Pop Culture

Parasite Director Bong Joon-ho Breaks Down the Movie’s Wild Ending

This article contains spoilers.

Parasite writer-director Bong Joon-ho thinks about the trajectory of his protagonist—the patriarch of the Kim family, Ki-taek—like a volcano. Midway through the class thriller, Ki-taek finagles a job as a driver for the ultra-rich Mr. Park. He hears Mr. Park comment on his unsavory smell, and “he begins to feel more and more pressure until the very end,” Director Bong says. “The last 30% of the film is basically just the magma continually boiling and gurgling until it reaches that explosive moment.”

That explosive moment, of course, comes at a Cowboys and Indians-themed birthday party for Mr. Park’s young son. And though the volcano metaphor is a bit cliche, the culminating scene is anything but. In the bright afternoon sunlight, the tranquil garden party descends into chaos when the man who’s been living in the Parks’ basement runs into the daylight, seeking vengeance on the place-stealing Kim family. Things get violent and bloody, and even the beautiful cake is stained. It’s a turning point in the story—the moment everything spirals out of control, and also the moment the fighting that’s taken place behind the scenes throughout the film affects the haves in addition to the have-nots.

And yet, it all happens in a flash—so quickly that the scene is hard to process. The violence is absurd, funny even, until it’s tragic, and then when Ki-taek explodes and stabs Mr. Park, it’s almost cathartic. Almost.

If it took some time to parse everything that happened in that climactic blur, that was by design. Director Bong wanted to razzle you, leave you reeling a little bit, mentally chewing on the scene days after seeing the movie. But he’s no monster. Now that the film’s been in theaters for a pinch, Director Bong is here (through a translator) to unpack the scene, including how it was influenced by Hitchcock, why the character who dies does so, and the importance of the birthday party’s theme.

GQ: Can you take me through writing the climactic birthday party scene?

Bong Joon-ho: Sometimes when I’m writing a script, I would write the last scene first, and then write everything that comes before. So everything reaches the last moment. But for Parasite, that wasn’t the case. I had the idea for the first half for a couple of years. The second half of the movie really came to me the last two, three months of screenwriting, and with the climax I basically wrote it as if I was possessed. It happened very fast, and I felt like I was experiencing the story as I was writing it.

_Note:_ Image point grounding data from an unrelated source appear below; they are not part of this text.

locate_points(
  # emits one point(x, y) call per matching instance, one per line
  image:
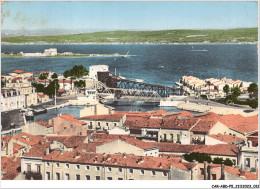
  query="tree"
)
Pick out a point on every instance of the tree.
point(54, 76)
point(80, 83)
point(43, 76)
point(226, 89)
point(253, 103)
point(236, 91)
point(228, 162)
point(2, 84)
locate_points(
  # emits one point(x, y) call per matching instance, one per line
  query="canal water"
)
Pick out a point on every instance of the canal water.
point(157, 64)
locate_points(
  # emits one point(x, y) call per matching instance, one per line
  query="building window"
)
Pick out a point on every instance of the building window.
point(28, 168)
point(77, 177)
point(165, 136)
point(67, 176)
point(164, 173)
point(202, 171)
point(38, 169)
point(48, 175)
point(57, 176)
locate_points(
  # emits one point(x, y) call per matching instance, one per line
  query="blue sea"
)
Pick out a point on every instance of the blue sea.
point(157, 64)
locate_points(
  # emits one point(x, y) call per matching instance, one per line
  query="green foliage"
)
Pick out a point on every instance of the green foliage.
point(218, 160)
point(204, 97)
point(54, 76)
point(253, 88)
point(228, 162)
point(236, 91)
point(2, 84)
point(43, 76)
point(39, 87)
point(200, 157)
point(163, 36)
point(76, 71)
point(80, 83)
point(226, 89)
point(253, 103)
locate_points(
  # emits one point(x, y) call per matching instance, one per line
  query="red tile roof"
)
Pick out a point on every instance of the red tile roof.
point(72, 118)
point(133, 161)
point(27, 138)
point(10, 167)
point(235, 171)
point(38, 150)
point(106, 117)
point(239, 123)
point(18, 146)
point(43, 123)
point(69, 141)
point(219, 149)
point(66, 81)
point(226, 138)
point(177, 148)
point(18, 71)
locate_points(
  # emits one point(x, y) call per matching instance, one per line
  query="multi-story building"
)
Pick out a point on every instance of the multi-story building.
point(12, 99)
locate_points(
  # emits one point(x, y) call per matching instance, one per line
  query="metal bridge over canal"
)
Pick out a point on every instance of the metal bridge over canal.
point(128, 90)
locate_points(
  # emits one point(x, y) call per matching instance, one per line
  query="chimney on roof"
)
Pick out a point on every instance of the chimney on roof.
point(222, 172)
point(205, 170)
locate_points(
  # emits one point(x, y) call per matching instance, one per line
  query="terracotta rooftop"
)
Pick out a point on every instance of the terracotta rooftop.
point(179, 148)
point(10, 167)
point(106, 117)
point(219, 149)
point(72, 118)
point(69, 141)
point(18, 146)
point(226, 138)
point(43, 123)
point(133, 161)
point(27, 138)
point(235, 171)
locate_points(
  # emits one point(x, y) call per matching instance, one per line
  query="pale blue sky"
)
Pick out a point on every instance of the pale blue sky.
point(129, 15)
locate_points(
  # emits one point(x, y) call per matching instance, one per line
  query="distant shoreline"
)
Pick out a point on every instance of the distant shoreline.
point(135, 43)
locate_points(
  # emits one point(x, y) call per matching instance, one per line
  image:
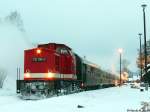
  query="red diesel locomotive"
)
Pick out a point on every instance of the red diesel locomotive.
point(49, 62)
point(54, 68)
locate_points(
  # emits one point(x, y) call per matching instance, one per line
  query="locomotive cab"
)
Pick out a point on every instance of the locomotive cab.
point(49, 62)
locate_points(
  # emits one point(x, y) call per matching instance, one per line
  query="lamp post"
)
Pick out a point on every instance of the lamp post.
point(140, 34)
point(145, 50)
point(120, 50)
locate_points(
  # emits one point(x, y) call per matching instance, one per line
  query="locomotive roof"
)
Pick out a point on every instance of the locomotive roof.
point(90, 63)
point(53, 44)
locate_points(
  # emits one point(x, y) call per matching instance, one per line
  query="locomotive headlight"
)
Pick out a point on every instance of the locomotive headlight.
point(27, 75)
point(38, 51)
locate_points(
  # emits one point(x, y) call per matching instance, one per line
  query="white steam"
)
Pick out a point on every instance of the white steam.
point(12, 46)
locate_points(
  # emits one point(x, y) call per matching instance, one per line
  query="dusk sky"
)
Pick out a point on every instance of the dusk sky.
point(92, 28)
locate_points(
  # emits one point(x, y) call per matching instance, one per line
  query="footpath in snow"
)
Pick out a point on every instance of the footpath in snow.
point(116, 99)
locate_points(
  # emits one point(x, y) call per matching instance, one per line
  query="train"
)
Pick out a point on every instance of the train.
point(53, 69)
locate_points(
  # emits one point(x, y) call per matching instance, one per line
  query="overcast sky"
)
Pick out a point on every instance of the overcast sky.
point(94, 28)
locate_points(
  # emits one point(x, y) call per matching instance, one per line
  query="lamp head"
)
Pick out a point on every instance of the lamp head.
point(140, 34)
point(120, 50)
point(143, 5)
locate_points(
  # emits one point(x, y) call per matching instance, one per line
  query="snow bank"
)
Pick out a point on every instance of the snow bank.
point(117, 99)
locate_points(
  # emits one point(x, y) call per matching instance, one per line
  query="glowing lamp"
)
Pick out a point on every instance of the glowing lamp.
point(50, 75)
point(120, 50)
point(27, 75)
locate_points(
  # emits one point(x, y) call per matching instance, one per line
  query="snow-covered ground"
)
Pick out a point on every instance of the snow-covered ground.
point(116, 99)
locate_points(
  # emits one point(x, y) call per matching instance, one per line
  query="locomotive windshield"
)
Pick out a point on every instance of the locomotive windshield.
point(62, 50)
point(38, 59)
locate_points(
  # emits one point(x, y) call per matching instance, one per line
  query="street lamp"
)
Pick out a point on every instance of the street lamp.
point(140, 34)
point(145, 50)
point(120, 50)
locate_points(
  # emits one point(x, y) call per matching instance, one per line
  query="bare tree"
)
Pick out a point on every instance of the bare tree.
point(3, 75)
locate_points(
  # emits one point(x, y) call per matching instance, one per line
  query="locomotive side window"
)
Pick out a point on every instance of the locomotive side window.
point(38, 59)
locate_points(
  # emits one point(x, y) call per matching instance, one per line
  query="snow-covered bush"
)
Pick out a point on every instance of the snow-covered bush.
point(3, 75)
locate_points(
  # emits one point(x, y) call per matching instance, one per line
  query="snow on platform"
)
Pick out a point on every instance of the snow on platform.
point(116, 99)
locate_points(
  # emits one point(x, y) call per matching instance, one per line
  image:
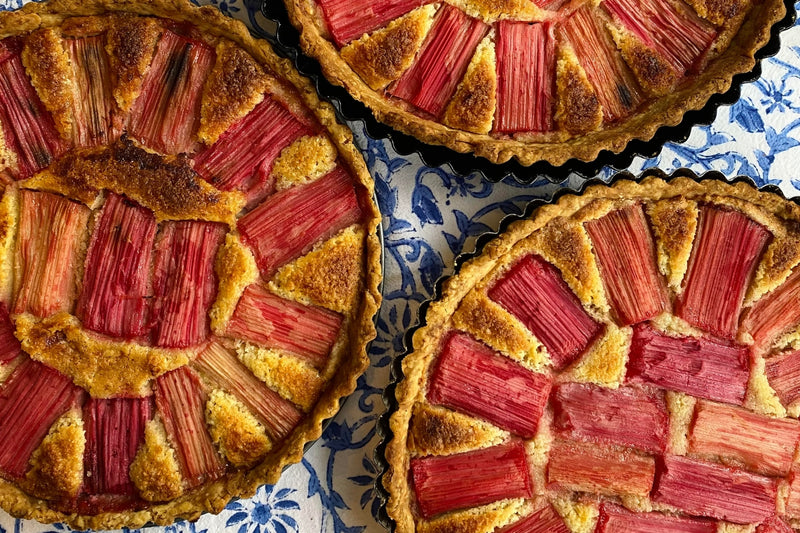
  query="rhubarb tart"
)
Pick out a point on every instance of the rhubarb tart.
point(189, 264)
point(534, 80)
point(625, 360)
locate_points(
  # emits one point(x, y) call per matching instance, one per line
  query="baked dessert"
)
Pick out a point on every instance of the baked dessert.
point(625, 360)
point(536, 80)
point(189, 262)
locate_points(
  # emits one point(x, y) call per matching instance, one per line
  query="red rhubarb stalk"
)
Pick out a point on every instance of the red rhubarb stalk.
point(725, 254)
point(116, 281)
point(698, 366)
point(534, 292)
point(430, 82)
point(270, 321)
point(626, 255)
point(471, 378)
point(451, 482)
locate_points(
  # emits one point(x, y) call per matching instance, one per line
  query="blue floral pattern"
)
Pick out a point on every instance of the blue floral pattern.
point(431, 215)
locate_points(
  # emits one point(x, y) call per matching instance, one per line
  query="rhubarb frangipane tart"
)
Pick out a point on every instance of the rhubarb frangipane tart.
point(627, 360)
point(536, 80)
point(188, 262)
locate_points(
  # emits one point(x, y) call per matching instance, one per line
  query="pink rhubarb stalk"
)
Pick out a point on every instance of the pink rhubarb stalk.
point(626, 255)
point(166, 115)
point(446, 483)
point(116, 281)
point(716, 491)
point(184, 282)
point(526, 63)
point(270, 321)
point(441, 63)
point(48, 241)
point(697, 366)
point(725, 254)
point(471, 378)
point(534, 292)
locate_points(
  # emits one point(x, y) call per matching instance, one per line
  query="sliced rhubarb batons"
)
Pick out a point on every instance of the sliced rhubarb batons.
point(545, 520)
point(184, 282)
point(225, 370)
point(50, 232)
point(616, 519)
point(587, 467)
point(116, 281)
point(93, 105)
point(242, 157)
point(447, 483)
point(761, 443)
point(526, 67)
point(268, 320)
point(471, 378)
point(698, 366)
point(725, 254)
point(535, 293)
point(775, 312)
point(166, 115)
point(710, 489)
point(290, 222)
point(783, 374)
point(678, 35)
point(614, 84)
point(627, 416)
point(28, 128)
point(114, 430)
point(430, 82)
point(31, 400)
point(181, 402)
point(348, 20)
point(626, 256)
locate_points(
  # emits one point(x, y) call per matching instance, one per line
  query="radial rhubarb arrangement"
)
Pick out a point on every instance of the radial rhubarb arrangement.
point(189, 265)
point(624, 361)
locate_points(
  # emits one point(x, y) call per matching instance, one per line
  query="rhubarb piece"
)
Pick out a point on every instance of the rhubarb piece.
point(775, 312)
point(441, 63)
point(471, 378)
point(166, 115)
point(288, 223)
point(116, 281)
point(31, 400)
point(526, 62)
point(725, 254)
point(545, 520)
point(93, 102)
point(626, 256)
point(181, 402)
point(677, 34)
point(447, 483)
point(534, 292)
point(614, 84)
point(762, 444)
point(697, 366)
point(10, 347)
point(242, 157)
point(626, 416)
point(50, 233)
point(114, 430)
point(713, 490)
point(348, 20)
point(184, 282)
point(616, 519)
point(29, 131)
point(269, 321)
point(783, 374)
point(225, 370)
point(579, 466)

Ever since the couple in the basement enters the picture, the film becomes a fight between the have nots in the film—it’s the poor families that are fighting one another. And this is something that happens all outside of this artificial line that Mr. Park, the CEO, creates for himself. In this film, you don’t really see the poor and the rich fighting against each other. But in the climax, that’s the only moment when that line is crossed. That was my compass as I was writing the climax.

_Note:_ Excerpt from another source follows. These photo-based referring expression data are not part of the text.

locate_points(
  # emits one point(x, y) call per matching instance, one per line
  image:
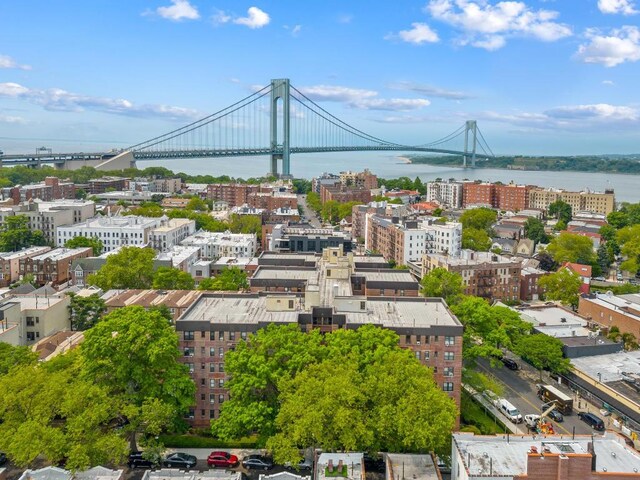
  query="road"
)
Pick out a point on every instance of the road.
point(312, 218)
point(520, 390)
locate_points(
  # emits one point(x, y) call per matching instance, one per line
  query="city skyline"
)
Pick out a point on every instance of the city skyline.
point(541, 77)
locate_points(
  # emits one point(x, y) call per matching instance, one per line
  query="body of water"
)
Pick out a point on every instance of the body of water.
point(627, 187)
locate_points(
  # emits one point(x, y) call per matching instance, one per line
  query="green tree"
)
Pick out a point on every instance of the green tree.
point(479, 218)
point(476, 239)
point(571, 247)
point(439, 282)
point(133, 354)
point(12, 356)
point(230, 279)
point(561, 210)
point(77, 242)
point(563, 285)
point(167, 278)
point(15, 234)
point(534, 230)
point(543, 352)
point(130, 268)
point(85, 312)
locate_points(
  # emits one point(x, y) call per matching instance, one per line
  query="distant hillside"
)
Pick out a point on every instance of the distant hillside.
point(627, 164)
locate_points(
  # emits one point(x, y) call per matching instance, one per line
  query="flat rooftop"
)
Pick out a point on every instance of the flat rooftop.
point(233, 309)
point(404, 313)
point(497, 457)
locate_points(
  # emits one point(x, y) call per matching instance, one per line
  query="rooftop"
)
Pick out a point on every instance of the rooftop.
point(498, 456)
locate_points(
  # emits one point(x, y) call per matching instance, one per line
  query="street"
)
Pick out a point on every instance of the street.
point(312, 218)
point(520, 390)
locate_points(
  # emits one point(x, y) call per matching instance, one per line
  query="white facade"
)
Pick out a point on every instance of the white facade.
point(223, 244)
point(448, 194)
point(115, 232)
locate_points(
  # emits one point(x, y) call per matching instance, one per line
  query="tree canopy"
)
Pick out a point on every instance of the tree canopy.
point(95, 243)
point(439, 282)
point(131, 267)
point(563, 285)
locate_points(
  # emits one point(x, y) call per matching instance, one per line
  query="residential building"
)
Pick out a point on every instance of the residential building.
point(447, 194)
point(177, 301)
point(25, 319)
point(407, 241)
point(597, 202)
point(132, 230)
point(520, 457)
point(48, 216)
point(53, 266)
point(608, 310)
point(292, 239)
point(10, 263)
point(213, 325)
point(485, 274)
point(223, 244)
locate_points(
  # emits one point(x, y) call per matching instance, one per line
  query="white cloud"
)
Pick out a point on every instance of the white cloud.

Once the script is around 70% completed, then it almost feels very simple and clear what must happen. If I follow each path that every character has taken and if I combine all those characters, the climax feels almost inevitable rather than coincidental.

Why did it feel inevitable that Ki-jung, the daughter, would be the one who dies?

All these characters come under incredible, horrific violence at the end—the daughter and the son and everyone in the family. On the screen, it almost feels like it would be the son who would die and not the daughter. But of course, at the end, it’s the daughter that dies. I think that’s why it feels so tragic. I really wanted to bring out that sort of irony. The daughter is the smartest person in that family, and she’s also the person who created the opportunity to avoid the tragedy at the end. She was suggesting that they went too overboard yesterday and they should go down and talk to the couple in the basement. So she was trying to bring about this negotiation among the have nots in the film. And of course, the mother character supported her decision. They barely miss their chance to go down to the basement. The person who tried to create the opportunity to avoid the tragedy: she’s the one who died. That’s the sad irony of the climax.